Starting with and moving beyond the 1960s “put-on,” Letterman’s comedy generation did remarkable things with ironic poses. The list is long: Bill Murray’s smarmy lounge singer on Saturday Night Live; Steve Martin’s wild and crazy guy; Albert Brooks’s faux standup persona; SCTV’s pinky-ringed Sammy Maudlin and Bobby Bittman (played by Joe Flaherty and Eugene Levy); Martin Short’s Jackie Rogers Jr. and Irving Cohen on SCTV — and his whole self-presentation for the last 10 years; Letterman’s band leader and sidekick Paul Shaffer, with his groovy lingo, elephantine shades, and circus-clown sport coats. All took on the dissembling and self-aggrandizing affectations of an earlier show-biz era. (That this shtick played so well and lasted so long is testament to the pleasures and power of the old model. Again, irony and not sarcasm.) The younger Stephen Colbert went ironically all in to an extent never seen before, in his decade-long stint as a preening and blustering conservative talk-show pundit.

Of course, Colbert ended his run last year and will step into Letterman’s time slot in the fall, presumably playing himself. That’s appropriate. Irony is extremely hard to carry off over the long haul. Look at Hemingway, who was unable or unwilling to drop it and became a self-caricature.

Letterman’s pivot from irony has been a result not merely of getting older but also of a series of powerful events in his and the nation’s life. In 2000, he had quintuple bypass surgery and a glimpse of mortality. The following year was 9/11 (which Graydon Carter predicted would bring the end to the age of irony. Not so much.) Letterman came on the air less than a week after the attacks and delivered what was probably his most sincere televised declaration to date: “If you didn’t believe it before, you can certainly believe it now. New York City is the greatest city in the world.” In 2002, after his friend Warren Zevon received a terminal diagnosis, Letterman devoted an entire affecting episode to the singer; three years later came the death of his mentor, Johnny Carson. In 2009, after receiving blackmail threats, he acknowledged multiple affairs with staff members and devoted a segment of the show to a public apology to his wife and staff.

But the biggest happening was the 2003 birth of his son, whom he often talks about on the air, with warmth and emotion.
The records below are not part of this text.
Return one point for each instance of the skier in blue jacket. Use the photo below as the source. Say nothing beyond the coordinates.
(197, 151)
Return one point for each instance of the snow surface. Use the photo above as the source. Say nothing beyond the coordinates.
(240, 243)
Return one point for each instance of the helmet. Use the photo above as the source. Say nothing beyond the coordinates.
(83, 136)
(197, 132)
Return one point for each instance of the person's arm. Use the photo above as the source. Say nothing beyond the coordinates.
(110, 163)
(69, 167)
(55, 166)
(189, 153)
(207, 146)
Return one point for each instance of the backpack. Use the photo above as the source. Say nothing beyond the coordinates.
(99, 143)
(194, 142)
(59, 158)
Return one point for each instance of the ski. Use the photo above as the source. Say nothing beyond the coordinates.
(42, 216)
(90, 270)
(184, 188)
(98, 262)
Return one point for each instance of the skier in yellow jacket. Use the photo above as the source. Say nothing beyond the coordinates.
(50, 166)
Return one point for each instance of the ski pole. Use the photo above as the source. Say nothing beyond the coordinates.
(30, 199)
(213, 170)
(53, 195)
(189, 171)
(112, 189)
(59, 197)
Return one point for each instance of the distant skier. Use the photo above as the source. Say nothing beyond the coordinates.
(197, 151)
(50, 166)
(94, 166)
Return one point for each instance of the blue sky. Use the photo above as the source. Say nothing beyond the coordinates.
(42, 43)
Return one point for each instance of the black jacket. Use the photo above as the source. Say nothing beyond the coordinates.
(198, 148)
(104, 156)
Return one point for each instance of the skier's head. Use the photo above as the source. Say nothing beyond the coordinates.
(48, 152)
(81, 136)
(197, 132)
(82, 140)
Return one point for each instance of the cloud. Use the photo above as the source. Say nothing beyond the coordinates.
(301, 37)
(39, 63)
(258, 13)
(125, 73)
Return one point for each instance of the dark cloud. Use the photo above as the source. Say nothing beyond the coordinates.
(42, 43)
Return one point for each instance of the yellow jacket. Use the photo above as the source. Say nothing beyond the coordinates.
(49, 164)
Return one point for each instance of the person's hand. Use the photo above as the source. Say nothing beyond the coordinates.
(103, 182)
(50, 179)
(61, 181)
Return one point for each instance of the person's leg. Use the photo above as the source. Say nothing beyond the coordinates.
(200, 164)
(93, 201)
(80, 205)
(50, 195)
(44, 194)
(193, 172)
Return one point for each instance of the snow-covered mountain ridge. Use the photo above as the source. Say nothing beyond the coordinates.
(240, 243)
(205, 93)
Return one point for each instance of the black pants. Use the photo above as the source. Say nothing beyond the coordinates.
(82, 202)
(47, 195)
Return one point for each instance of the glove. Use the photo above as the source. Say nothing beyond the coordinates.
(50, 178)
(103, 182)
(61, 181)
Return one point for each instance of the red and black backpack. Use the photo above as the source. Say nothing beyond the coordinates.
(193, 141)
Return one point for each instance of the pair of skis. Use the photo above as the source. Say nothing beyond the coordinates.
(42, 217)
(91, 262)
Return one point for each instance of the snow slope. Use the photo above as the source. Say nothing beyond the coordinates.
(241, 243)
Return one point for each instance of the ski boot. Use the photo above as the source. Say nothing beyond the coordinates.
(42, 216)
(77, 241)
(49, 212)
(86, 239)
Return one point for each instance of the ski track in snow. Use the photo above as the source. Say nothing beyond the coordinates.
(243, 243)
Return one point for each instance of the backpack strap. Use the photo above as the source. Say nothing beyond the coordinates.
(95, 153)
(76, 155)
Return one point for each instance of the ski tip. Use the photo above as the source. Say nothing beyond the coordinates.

Once, referring to his bypass surgery, he held up a picture of the lad and said, “This is the reason I think my life was spared, so I could be part of this kid’s life.”

In the run-up to his final show, Letterman has said what he means, a lot, expressing appreciation for his long run and gratitude to his longtime staffers and favorite guests, especially musicians. But it’s not that easy being sincere, especially for someone with so much irony in his blood. In these weeks, he’s tended to haul out go-to phrases like “Thanks for everything” and (when someone thanks him) “You’re too kind,” making him sound like he’s in a receiving line.

And, as inevitably happens when an ironist puts away his mask, there’s a bit of the Boy Who Cried Wolf effect. When Oprah Winfrey finally came on his show, ending their years-long feud, or “feud,” Letterman told her, “It means a great deal to have you.”

“Does it really?” she replied. “Or are your just doing your Dave thing?”

Ironically, you couldn’t really tell.